Coronary heart disease risk factors among academic workers based on the Jakarta Cardiovascular Score: A cross-sectional study

Harvina Sawitri 1,*, Nora Maulina 2
PMCID: PMC10919708  PMID: 38454979

Abstract

Change in lifestyle leads to change in disease patterns from infectious diseases and malnutrition to degenerative diseases, such as coronary heart disease (CHD). The increasing prevalence of cardiovascular diseases among Indonesian workers and the general public will not only burden medical care expenses but also reduce work productivity, leading to more work-related injuries and work-related losses. The aim of this study was to determine the risk factors for CHD (age, sex, blood pressure, smoking, diabetes mellitus, body mass index, and weekly physical activity) and the CHD risk level among university workers. A cross-sectional study was conducted at workers at School of Medicine, Universitas Malikussaleh, Lhokseumawe, Indonesia. The risk level of CHD was calculated using Jakarta Cardiovascular Score and predicting model analyzed with multiple logistic regression model. Our data found that 58.2%, 25.5% and 16.3% of the university workers had low-, medium- and high-risk to have CHD. The final model indicted that the risk of heart disease was determined by gender, age, and the presence of hypertension and diabetes mellitus. Being male had odds ratio (OR) 30.84, aged >41 years old had OR 11.52, having hypertension had OR 4.87 and having diabetes mellitus had OR 13.99 for having high risk of CHD compared to female, those younger than 41 years old, having no hypertension and having no diabetes mellitus, respectively. In conclusion, our data suggests that more than 15% the respondents (university employees) have high risk of CHD and being male and older, and having hypertension and diabetes mellitus are associated with risk of CHD. Implantation of the preventive measures is therefore important to be implemented at the universities.

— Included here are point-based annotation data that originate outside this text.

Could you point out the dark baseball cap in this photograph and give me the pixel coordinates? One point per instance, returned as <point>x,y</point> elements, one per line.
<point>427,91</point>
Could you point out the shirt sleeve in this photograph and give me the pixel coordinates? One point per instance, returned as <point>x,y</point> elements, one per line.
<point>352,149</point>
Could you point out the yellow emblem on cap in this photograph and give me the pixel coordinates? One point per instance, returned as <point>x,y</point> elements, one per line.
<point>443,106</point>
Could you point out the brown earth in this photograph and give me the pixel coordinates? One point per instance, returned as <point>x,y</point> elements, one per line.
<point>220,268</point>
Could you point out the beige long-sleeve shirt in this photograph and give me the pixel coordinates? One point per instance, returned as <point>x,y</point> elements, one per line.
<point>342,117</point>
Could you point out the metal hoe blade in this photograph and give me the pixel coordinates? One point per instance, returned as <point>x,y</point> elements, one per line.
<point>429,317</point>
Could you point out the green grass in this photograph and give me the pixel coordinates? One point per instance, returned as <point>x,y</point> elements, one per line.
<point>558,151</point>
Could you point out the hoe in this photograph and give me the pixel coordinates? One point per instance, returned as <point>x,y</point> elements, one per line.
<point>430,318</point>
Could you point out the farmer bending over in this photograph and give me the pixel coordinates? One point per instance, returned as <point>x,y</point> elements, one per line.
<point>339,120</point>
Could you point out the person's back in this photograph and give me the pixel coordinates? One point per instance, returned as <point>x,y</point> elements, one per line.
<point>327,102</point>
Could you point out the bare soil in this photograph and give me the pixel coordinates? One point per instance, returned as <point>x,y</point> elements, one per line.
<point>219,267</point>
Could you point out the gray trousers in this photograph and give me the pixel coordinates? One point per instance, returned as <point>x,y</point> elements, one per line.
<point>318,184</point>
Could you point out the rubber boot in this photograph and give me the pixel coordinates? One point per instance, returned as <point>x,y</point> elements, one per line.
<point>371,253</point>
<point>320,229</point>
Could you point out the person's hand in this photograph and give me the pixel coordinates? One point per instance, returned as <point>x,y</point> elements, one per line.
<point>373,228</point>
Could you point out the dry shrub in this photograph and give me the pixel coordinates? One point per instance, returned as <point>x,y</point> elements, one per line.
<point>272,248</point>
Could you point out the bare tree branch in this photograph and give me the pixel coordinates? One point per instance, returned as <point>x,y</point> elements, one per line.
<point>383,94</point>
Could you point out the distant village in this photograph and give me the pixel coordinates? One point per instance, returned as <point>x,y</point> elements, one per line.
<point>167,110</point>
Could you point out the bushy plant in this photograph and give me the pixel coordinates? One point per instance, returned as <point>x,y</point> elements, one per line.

Keywords: CHD, campus-worker, risk factor, risk level, cardiovascular

Introduction

An occupational disease is a health problem caused by the work environment or the work itself. Today, lifestyle changes have caused disease patterns to change, from infectious and nutritionally prone diseases to degenerative diseases, including coronary heart disease (CHD) [1]. Diseases that often affect workers at productive age are divided into two categories: (1) diseases caused by muscles, joints, bones, and limbs; and (2) the diseases caused by an unhealthy lifestyle, for example, heart disease, diabetes mellitus and others [2]. The increasing prevalence of CHD in workers and the public in Indonesia is a burden not only because of the high cost of treatment but also decreased work productivity [3].

According to World Health Organization (WHO), CHD is the leading cause of death globally with an estimated 17.9 million people died in 2016, representing 31% of all global deaths [4]. Of these deaths, 85% are caused by heart attacks and strokes. More than three-quarters of deaths from cardiovascular disease occur in low and middle-income countries. Based on Indonesian Basic Health Research data of 2018, the incidence of CHD is increasing from year to year and at least 15 out of 1,000 people or around 2,784,064 individuals in Indonesia suffer from heart disease [5].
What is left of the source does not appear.